In the hands-on process needed to stage the travelling exhibition Painted in Mexico, 1700-90: Pinxit Mexici, now at the Metropolitan Museum of Art (until 22 July), curators visited over 2,000 works and “made many discoveries by pulling things out of closets, or getting close and discovering signatures”, says the show's co-curator, Ilona Katzew. The exhibition of more than 100 works, the first survey show on 18th-century Mexican painting, reflects the proliferation of art as an expression of faith, ranging from large altarpiece ensembles to allegories for monastic contemplation to depictions of holy effigies believed to believed to perform miracles. Seize this rare occasion: many devotional pieces still hang in local churches and are considered integral to parish heritage, making loans difficult.

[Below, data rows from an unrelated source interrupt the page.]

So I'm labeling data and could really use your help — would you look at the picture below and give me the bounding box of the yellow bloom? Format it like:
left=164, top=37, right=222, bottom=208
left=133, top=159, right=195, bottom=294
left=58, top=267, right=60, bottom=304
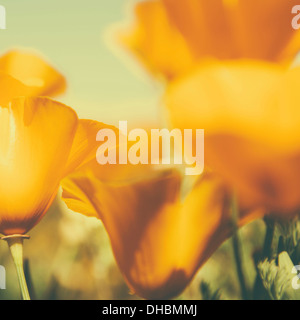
left=62, top=163, right=259, bottom=299
left=0, top=50, right=66, bottom=96
left=121, top=0, right=300, bottom=79
left=165, top=61, right=300, bottom=213
left=0, top=74, right=113, bottom=235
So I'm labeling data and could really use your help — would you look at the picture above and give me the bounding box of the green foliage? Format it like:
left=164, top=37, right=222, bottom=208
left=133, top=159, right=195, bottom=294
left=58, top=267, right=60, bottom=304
left=200, top=281, right=221, bottom=300
left=258, top=251, right=300, bottom=300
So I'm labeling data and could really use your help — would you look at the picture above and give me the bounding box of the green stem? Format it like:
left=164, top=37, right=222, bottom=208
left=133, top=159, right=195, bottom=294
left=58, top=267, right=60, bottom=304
left=232, top=196, right=249, bottom=300
left=262, top=217, right=275, bottom=260
left=5, top=236, right=30, bottom=300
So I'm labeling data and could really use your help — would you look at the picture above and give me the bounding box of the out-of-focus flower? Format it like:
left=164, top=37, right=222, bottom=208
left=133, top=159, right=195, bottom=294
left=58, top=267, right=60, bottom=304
left=0, top=50, right=66, bottom=96
left=165, top=61, right=300, bottom=213
left=62, top=164, right=258, bottom=299
left=121, top=0, right=300, bottom=80
left=0, top=74, right=115, bottom=235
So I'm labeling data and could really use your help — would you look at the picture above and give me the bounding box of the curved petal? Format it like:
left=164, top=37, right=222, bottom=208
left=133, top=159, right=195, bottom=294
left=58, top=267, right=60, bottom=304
left=162, top=0, right=299, bottom=61
left=65, top=119, right=118, bottom=175
left=0, top=98, right=78, bottom=235
left=123, top=0, right=300, bottom=79
left=63, top=164, right=257, bottom=299
left=0, top=50, right=66, bottom=96
left=0, top=72, right=30, bottom=106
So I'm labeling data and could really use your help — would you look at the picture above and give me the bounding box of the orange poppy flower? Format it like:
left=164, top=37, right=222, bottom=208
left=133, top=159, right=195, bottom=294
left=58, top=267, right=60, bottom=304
left=62, top=163, right=260, bottom=299
left=0, top=50, right=66, bottom=96
left=165, top=61, right=300, bottom=213
left=120, top=0, right=300, bottom=80
left=0, top=74, right=114, bottom=235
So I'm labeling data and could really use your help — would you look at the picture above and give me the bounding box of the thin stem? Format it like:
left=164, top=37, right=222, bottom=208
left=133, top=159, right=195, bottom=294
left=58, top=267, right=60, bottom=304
left=3, top=235, right=30, bottom=300
left=262, top=218, right=275, bottom=260
left=232, top=196, right=249, bottom=300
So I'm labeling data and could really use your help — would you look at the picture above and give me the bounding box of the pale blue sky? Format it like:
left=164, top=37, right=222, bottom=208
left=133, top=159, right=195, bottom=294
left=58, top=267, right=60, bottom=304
left=0, top=0, right=160, bottom=123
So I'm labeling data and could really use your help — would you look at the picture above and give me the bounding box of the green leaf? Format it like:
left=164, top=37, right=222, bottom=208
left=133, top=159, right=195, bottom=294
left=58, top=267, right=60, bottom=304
left=258, top=251, right=300, bottom=300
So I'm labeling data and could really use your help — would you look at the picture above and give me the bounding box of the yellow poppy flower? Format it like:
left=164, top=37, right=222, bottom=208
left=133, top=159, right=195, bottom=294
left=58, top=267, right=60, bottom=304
left=0, top=50, right=66, bottom=96
left=0, top=74, right=114, bottom=235
left=62, top=163, right=259, bottom=299
left=120, top=0, right=300, bottom=80
left=165, top=61, right=300, bottom=213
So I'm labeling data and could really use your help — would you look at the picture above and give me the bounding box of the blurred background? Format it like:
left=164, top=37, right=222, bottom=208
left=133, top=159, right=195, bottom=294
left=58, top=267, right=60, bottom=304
left=0, top=0, right=264, bottom=299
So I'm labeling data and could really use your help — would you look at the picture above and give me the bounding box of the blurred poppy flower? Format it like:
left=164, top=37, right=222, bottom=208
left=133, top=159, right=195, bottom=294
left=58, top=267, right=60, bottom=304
left=0, top=74, right=113, bottom=235
left=0, top=50, right=66, bottom=96
left=62, top=164, right=258, bottom=299
left=120, top=0, right=300, bottom=80
left=165, top=61, right=300, bottom=213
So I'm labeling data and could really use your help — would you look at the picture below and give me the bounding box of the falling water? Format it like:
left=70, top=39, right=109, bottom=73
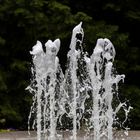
left=27, top=22, right=131, bottom=140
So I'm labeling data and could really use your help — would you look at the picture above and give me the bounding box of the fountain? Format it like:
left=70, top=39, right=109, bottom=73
left=27, top=22, right=131, bottom=140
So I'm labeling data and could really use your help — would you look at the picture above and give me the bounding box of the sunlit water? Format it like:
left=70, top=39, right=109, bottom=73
left=27, top=22, right=131, bottom=140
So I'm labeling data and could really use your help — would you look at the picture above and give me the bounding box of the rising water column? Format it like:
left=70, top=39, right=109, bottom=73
left=89, top=38, right=125, bottom=140
left=27, top=39, right=64, bottom=140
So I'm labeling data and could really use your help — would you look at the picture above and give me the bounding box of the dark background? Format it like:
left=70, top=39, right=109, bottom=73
left=0, top=0, right=140, bottom=130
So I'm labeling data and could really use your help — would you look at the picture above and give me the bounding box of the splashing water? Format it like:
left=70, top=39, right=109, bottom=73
left=27, top=22, right=132, bottom=140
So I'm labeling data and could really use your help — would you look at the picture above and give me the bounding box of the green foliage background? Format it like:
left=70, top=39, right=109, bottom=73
left=0, top=0, right=140, bottom=129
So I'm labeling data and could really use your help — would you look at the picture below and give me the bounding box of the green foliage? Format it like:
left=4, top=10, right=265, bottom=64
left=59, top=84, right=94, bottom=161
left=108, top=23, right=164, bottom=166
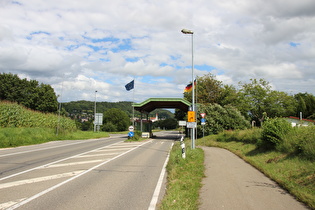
left=277, top=126, right=315, bottom=160
left=103, top=108, right=130, bottom=131
left=0, top=101, right=76, bottom=131
left=159, top=142, right=204, bottom=210
left=238, top=79, right=296, bottom=126
left=153, top=118, right=178, bottom=130
left=197, top=104, right=250, bottom=136
left=197, top=134, right=315, bottom=209
left=102, top=122, right=118, bottom=132
left=217, top=128, right=262, bottom=144
left=0, top=128, right=109, bottom=148
left=127, top=130, right=142, bottom=141
left=0, top=73, right=58, bottom=112
left=294, top=93, right=315, bottom=119
left=260, top=118, right=293, bottom=148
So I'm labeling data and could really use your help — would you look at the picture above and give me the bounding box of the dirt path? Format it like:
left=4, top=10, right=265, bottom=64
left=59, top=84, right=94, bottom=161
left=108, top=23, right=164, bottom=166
left=199, top=147, right=307, bottom=210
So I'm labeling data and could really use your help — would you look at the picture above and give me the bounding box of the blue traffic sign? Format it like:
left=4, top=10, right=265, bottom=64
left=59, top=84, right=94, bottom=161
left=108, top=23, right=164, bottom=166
left=128, top=131, right=135, bottom=137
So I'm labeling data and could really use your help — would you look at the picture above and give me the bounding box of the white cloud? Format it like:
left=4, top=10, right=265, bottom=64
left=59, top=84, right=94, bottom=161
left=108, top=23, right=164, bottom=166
left=0, top=0, right=315, bottom=101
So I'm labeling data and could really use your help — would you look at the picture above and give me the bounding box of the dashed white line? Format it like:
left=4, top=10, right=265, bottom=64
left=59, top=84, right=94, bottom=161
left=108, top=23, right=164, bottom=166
left=7, top=141, right=151, bottom=210
left=45, top=159, right=108, bottom=168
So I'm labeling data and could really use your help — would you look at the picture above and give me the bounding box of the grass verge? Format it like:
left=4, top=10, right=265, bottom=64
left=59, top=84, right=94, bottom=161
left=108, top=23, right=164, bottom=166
left=159, top=141, right=205, bottom=210
left=0, top=128, right=109, bottom=148
left=197, top=135, right=315, bottom=209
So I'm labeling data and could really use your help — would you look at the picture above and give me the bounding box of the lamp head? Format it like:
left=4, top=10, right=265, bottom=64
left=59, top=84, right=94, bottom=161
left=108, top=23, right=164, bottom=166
left=181, top=29, right=194, bottom=34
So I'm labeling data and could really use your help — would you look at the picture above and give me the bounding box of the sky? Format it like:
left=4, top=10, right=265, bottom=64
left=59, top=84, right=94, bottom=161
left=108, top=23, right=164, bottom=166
left=0, top=0, right=315, bottom=103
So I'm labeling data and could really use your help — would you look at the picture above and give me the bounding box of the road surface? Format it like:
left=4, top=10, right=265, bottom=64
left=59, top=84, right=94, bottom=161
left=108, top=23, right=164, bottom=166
left=0, top=133, right=177, bottom=210
left=200, top=147, right=307, bottom=210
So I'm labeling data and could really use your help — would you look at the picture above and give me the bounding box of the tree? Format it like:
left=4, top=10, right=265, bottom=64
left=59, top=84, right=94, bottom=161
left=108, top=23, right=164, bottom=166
left=294, top=93, right=315, bottom=119
left=0, top=73, right=58, bottom=112
left=238, top=79, right=296, bottom=125
left=197, top=104, right=250, bottom=136
left=103, top=108, right=130, bottom=131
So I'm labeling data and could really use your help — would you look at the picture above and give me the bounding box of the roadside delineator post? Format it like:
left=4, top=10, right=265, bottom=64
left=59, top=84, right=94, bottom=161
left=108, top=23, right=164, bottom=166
left=180, top=136, right=186, bottom=159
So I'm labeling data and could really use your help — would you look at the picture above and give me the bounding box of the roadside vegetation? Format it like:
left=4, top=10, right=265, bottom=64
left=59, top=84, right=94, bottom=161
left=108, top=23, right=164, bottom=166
left=197, top=119, right=315, bottom=209
left=0, top=101, right=109, bottom=148
left=158, top=140, right=204, bottom=210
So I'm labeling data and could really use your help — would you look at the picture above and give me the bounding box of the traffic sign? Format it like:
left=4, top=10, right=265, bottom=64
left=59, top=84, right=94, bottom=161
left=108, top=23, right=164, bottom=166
left=187, top=122, right=197, bottom=128
left=128, top=131, right=135, bottom=137
left=187, top=111, right=196, bottom=122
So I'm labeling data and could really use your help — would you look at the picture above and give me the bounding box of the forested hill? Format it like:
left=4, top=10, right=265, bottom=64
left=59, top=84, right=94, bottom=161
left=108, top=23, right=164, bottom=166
left=62, top=100, right=174, bottom=119
left=62, top=100, right=132, bottom=114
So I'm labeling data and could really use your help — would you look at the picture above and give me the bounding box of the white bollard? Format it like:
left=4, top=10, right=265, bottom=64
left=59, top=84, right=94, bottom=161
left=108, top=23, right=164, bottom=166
left=180, top=136, right=186, bottom=159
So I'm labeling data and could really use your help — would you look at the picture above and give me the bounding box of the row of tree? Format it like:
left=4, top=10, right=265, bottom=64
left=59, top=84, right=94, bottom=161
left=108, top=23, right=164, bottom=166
left=0, top=73, right=58, bottom=112
left=184, top=74, right=315, bottom=125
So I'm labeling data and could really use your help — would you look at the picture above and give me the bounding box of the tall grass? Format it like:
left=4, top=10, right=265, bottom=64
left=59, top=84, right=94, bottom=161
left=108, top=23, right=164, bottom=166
left=0, top=128, right=109, bottom=148
left=197, top=126, right=315, bottom=209
left=159, top=139, right=204, bottom=210
left=0, top=101, right=76, bottom=131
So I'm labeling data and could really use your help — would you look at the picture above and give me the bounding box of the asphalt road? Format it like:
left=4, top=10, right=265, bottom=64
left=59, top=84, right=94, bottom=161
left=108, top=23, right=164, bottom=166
left=0, top=133, right=177, bottom=210
left=200, top=147, right=308, bottom=210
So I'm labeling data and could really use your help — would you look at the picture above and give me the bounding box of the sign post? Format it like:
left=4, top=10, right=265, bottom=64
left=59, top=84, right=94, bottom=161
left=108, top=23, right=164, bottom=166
left=94, top=113, right=103, bottom=131
left=200, top=113, right=206, bottom=137
left=128, top=125, right=135, bottom=139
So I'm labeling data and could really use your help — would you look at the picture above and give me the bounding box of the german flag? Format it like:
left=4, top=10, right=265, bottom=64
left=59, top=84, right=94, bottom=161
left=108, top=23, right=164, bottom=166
left=184, top=80, right=196, bottom=93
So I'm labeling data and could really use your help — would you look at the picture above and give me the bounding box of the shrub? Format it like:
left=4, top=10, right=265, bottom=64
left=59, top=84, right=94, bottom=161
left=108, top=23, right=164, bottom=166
left=277, top=126, right=315, bottom=159
left=197, top=104, right=250, bottom=137
left=217, top=128, right=262, bottom=144
left=258, top=118, right=293, bottom=148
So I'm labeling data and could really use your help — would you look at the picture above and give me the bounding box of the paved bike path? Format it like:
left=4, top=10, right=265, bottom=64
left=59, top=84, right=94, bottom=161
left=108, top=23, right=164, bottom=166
left=199, top=147, right=308, bottom=210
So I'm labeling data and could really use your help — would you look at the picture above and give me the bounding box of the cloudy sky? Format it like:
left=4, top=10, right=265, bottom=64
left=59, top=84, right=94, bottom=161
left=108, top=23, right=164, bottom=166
left=0, top=0, right=315, bottom=102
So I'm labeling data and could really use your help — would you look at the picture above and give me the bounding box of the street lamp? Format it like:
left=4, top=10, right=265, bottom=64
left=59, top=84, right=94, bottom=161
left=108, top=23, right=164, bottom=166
left=94, top=90, right=97, bottom=132
left=181, top=29, right=196, bottom=149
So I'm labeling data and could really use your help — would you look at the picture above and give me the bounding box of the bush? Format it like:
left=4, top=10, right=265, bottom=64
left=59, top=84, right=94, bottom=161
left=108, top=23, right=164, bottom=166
left=0, top=101, right=77, bottom=131
left=217, top=128, right=262, bottom=144
left=258, top=118, right=293, bottom=149
left=277, top=126, right=315, bottom=159
left=197, top=104, right=250, bottom=137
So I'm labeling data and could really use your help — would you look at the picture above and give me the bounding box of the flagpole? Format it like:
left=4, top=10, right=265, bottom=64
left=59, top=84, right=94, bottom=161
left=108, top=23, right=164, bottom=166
left=132, top=78, right=136, bottom=127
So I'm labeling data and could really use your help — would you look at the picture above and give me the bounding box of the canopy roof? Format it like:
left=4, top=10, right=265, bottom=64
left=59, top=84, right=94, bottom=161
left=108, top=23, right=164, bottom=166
left=133, top=98, right=191, bottom=113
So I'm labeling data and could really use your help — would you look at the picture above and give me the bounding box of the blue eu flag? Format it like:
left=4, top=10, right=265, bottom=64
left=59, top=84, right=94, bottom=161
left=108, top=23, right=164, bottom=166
left=125, top=80, right=135, bottom=91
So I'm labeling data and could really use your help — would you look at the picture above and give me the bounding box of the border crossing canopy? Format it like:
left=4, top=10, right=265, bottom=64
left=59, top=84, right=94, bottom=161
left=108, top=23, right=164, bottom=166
left=133, top=98, right=191, bottom=113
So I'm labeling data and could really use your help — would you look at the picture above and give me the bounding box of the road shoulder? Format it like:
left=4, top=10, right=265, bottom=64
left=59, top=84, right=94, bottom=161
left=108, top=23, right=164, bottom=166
left=199, top=147, right=307, bottom=210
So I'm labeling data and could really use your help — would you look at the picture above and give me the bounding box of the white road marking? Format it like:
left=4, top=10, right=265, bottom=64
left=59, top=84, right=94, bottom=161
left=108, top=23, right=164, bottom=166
left=73, top=152, right=119, bottom=158
left=0, top=142, right=121, bottom=181
left=0, top=198, right=26, bottom=209
left=0, top=170, right=84, bottom=189
left=7, top=140, right=152, bottom=210
left=45, top=159, right=108, bottom=168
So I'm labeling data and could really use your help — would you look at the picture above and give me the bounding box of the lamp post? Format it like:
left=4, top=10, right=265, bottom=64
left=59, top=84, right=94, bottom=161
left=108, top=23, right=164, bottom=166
left=94, top=90, right=97, bottom=132
left=181, top=29, right=195, bottom=149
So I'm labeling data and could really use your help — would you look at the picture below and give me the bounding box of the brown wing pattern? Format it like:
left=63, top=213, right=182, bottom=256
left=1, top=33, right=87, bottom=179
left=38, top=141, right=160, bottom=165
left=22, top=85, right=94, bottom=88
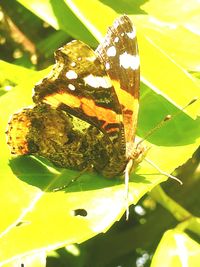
left=96, top=15, right=140, bottom=151
left=33, top=41, right=125, bottom=154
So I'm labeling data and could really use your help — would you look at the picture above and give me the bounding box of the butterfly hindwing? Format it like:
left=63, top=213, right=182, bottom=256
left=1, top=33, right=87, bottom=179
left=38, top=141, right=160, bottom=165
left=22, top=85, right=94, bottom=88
left=96, top=15, right=140, bottom=150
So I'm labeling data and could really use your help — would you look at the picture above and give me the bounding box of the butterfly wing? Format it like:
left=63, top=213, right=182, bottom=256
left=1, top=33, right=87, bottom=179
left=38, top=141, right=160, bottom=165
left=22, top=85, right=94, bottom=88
left=96, top=15, right=140, bottom=153
left=33, top=41, right=125, bottom=155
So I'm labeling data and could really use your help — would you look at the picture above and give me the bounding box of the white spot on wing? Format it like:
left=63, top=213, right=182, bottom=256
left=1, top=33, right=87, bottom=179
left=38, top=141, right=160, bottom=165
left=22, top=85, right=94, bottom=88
left=66, top=70, right=78, bottom=80
left=83, top=74, right=111, bottom=88
left=127, top=29, right=136, bottom=39
left=107, top=46, right=117, bottom=57
left=106, top=62, right=110, bottom=70
left=68, top=83, right=76, bottom=91
left=119, top=52, right=140, bottom=70
left=114, top=37, right=119, bottom=43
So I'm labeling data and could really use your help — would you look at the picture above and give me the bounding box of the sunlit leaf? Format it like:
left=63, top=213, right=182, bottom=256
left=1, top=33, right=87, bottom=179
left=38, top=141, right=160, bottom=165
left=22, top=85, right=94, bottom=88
left=151, top=230, right=200, bottom=267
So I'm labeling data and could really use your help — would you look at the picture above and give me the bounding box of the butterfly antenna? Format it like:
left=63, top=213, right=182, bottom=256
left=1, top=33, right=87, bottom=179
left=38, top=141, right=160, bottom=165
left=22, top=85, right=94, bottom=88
left=136, top=97, right=198, bottom=148
left=144, top=158, right=183, bottom=185
left=53, top=166, right=91, bottom=192
left=124, top=159, right=133, bottom=221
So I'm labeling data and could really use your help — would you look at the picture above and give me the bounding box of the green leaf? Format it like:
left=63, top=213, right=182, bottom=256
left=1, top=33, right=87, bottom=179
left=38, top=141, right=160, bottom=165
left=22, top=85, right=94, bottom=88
left=151, top=229, right=200, bottom=267
left=0, top=3, right=200, bottom=263
left=0, top=60, right=200, bottom=261
left=66, top=0, right=200, bottom=118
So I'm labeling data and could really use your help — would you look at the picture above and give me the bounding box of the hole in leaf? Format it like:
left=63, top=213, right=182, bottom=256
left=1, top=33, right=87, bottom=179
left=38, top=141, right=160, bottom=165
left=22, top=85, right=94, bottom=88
left=74, top=209, right=87, bottom=217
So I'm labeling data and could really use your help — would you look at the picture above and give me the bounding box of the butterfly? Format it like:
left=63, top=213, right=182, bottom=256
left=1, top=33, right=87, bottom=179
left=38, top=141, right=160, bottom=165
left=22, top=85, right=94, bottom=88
left=8, top=15, right=145, bottom=214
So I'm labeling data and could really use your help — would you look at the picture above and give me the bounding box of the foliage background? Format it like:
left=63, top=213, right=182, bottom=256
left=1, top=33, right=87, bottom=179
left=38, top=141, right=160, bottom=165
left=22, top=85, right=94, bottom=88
left=0, top=0, right=200, bottom=267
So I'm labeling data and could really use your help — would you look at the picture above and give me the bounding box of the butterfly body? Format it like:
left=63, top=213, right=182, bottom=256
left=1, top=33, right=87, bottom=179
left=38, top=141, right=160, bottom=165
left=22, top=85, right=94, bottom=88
left=8, top=16, right=144, bottom=181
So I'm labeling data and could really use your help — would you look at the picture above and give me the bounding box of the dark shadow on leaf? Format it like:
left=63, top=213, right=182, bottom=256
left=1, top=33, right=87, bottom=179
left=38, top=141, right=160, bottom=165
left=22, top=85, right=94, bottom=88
left=100, top=0, right=148, bottom=15
left=9, top=156, right=58, bottom=190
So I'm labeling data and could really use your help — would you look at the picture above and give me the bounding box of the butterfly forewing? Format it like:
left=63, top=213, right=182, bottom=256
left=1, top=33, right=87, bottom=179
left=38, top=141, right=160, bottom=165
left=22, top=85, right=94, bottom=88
left=96, top=15, right=140, bottom=149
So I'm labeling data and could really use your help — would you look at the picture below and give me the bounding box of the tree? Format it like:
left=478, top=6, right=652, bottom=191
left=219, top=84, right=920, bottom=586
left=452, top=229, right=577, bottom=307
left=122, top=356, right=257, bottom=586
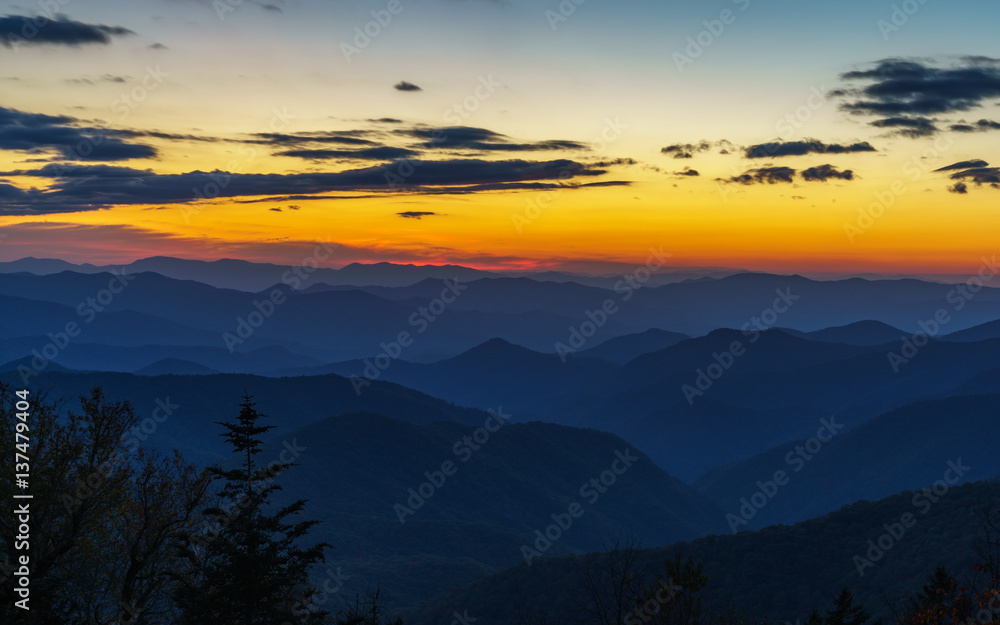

A large wall piece and installation, Tapestry #3 (2017-18) is the busy, colourful and eclectic anchor of Nancy Shaver’s solo show, A part of a part of a part (until 27 May) at Derek Eller Gallery. The myriad components of the work, including square compositions of textile-covered wooden blocks, sculptures, handmade clothing and mass-produced objects, nicely sum up Shaver’s current practice, which explores the communal. Other works by Shaver, including several sculptures, are scattered throughout the gallery, joined by two paintings by Vanessa Bell. Pieces like the sculpture Abstraction and figuration #1 (2017), a wooden platform holding mass-produced objects like a plastic chicken, palm tree tchotchke and mannequin heads, seem at once playful and slightly unnerving, while lovers of textiles and clothing will appreciate incorporated objects like a 1920s silk costume for the avant-garde Ballet Russe, or an intricate pair of boy’s trousers from Rajasthan.